#!/usr/bin/env python3
# -*- coding: utf-8 -*-
# Load bilibili history danmaku, and return json.

import requests
import logging as log
import json
import time
from lxml import etree
from .headers import headers


def get_history_danmaku(oid, date):
    dm_list = []

    # get data
    url = f'https://api.bilibili.com/x/v2/dm/history'
    params = {'type': 1, 'oid': oid, 'date': date}
    r = requests.get(url, params=params, headers=headers)
    content = r.content
    log.debug(content.decode('utf-8'))

    # read xml
    xml = etree.HTML(content)
    for d in xml.xpath('//d'):
        attrs = d.xpath('./@p')[0]
        attrs = attrs.split(',')
        text = d.xpath('./text()')[0]
        log.debug(f'{attrs}, {text}')

        # format data
        d = {
            'cid': int(oid),
            'time': int(float(attrs[0])),  # 发送时间点（视频播放点）
            'position': int(attrs[1]),  # 弹幕位置
            'fontsize': int(attrs[2]),  # 字体大小
            'color': ('000000' + str(hex(int(attrs[3])))[2:])[-6:],  # 弹幕颜色
            'ctime': int(attrs[4]),  # 弹幕创建时间
            'unknown': attrs[5],
            'author': attrs[6],  # 发送者编号（不同于 uid ）
            'dmid': int(attrs[7]),  # 弹幕 id
            'content': text,  # 弹幕内容
            'date': date,
            'updateTime': int(time.time())
        }
        dm_list.append(d)

    return dm_list


if __name__ == '__main__':

    log.basicConfig(level=log.DEBUG)

    oid = 136870419
    date = '2019-12-20'
    d = get_history_danmaku(oid, date)
    print(json.dumps(d, ensure_ascii=False, indent=4))

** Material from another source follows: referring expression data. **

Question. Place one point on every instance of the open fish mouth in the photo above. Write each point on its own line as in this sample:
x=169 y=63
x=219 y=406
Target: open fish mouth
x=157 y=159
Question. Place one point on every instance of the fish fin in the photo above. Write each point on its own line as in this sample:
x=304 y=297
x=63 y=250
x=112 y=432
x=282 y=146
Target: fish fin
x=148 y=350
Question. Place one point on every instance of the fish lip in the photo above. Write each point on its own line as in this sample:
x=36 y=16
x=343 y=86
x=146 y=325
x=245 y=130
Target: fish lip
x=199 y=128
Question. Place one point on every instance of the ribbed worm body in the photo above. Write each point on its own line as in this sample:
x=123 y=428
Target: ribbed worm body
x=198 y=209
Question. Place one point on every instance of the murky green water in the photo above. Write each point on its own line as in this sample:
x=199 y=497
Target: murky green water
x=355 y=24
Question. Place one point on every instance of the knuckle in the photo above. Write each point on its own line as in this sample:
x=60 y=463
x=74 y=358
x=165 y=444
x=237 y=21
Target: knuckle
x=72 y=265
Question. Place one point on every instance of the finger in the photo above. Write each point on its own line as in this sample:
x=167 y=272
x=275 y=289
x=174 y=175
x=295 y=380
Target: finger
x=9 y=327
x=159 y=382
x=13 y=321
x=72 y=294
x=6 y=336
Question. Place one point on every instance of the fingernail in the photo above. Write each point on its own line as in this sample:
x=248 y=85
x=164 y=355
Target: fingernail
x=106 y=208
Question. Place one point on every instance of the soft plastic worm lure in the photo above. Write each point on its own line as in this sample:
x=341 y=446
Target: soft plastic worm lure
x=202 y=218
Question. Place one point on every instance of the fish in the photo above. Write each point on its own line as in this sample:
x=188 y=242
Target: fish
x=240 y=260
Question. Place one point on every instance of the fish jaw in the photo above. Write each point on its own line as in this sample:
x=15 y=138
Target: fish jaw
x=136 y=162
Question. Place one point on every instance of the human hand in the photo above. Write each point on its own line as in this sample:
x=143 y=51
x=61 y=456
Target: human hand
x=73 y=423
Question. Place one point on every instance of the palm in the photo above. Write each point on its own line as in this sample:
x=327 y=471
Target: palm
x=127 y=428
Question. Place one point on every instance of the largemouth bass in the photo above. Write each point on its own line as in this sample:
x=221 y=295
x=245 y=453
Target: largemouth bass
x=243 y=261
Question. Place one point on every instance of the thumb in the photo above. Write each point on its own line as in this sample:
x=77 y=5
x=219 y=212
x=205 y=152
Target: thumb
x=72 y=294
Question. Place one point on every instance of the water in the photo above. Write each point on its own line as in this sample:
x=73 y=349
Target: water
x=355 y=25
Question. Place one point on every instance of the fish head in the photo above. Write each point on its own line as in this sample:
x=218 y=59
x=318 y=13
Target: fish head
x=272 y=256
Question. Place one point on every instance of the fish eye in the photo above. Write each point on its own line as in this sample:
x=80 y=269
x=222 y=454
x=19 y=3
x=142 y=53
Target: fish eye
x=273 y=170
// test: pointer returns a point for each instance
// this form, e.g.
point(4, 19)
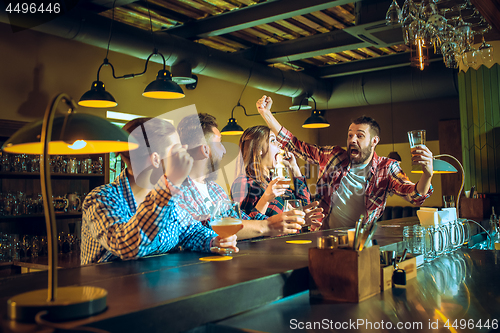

get_all_history_danmaku.py

#!/usr/bin/env python3
# -*- coding: utf-8 -*-

import requests
import logging as log
import os
import re
import json
from datetime import datetime, timedelta
from .get_danmaku import get_history_danmaku
from .headers import headers


def get_all_history_danmaku(aid):
    url = f'https://www.bilibili.com/video/av{aid}'
    body = requests.get(url).text
    log.debug(body)

    # get cid / oid
    pages = re.findall(r'(?<="pages":)\[.*?\]', body)[0]
    cids = re.findall(r'(?<="cid":)\d*', pages)
    log.info(f'{cids=}')

    # get post date
    publish = re.findall(r'(?<=Published" content=")\d{4}-\d{2}-\d{2}', body)[0]
    start_date = datetime.strptime(publish, '%Y-%m-%d')
    log.info(f'{publish=}')

    result = {}
    while True:
        date = start_date.strftime('%Y-%m-%d')
        log.info(f'get danmaku of {date}')
        for cid in cids:
            dms = get_history_danmaku(cid, date)  # get danmaku
            for dm in dms:  # format data
                dmid = dm['dmid']
                result.setdefault(dmid, dm)  # 防止重复添加

        # go next day or exit
        start_date += timedelta(1)
        if start_date > datetime.now():
            break

    here = os.path.abspath(os.path.dirname(__file__))
    output = os.path.join(here, f'av{aid}_dm.json')
    with open(output, 'w', encoding='utf-8') as f:
        f.write(json.dumps(result, ensure_ascii=False, indent=2))


if __name__ == '__main__':

    log.basicConfig(level=log.INFO)

    aid = 79974337
    get_all_history_danmaku(aid)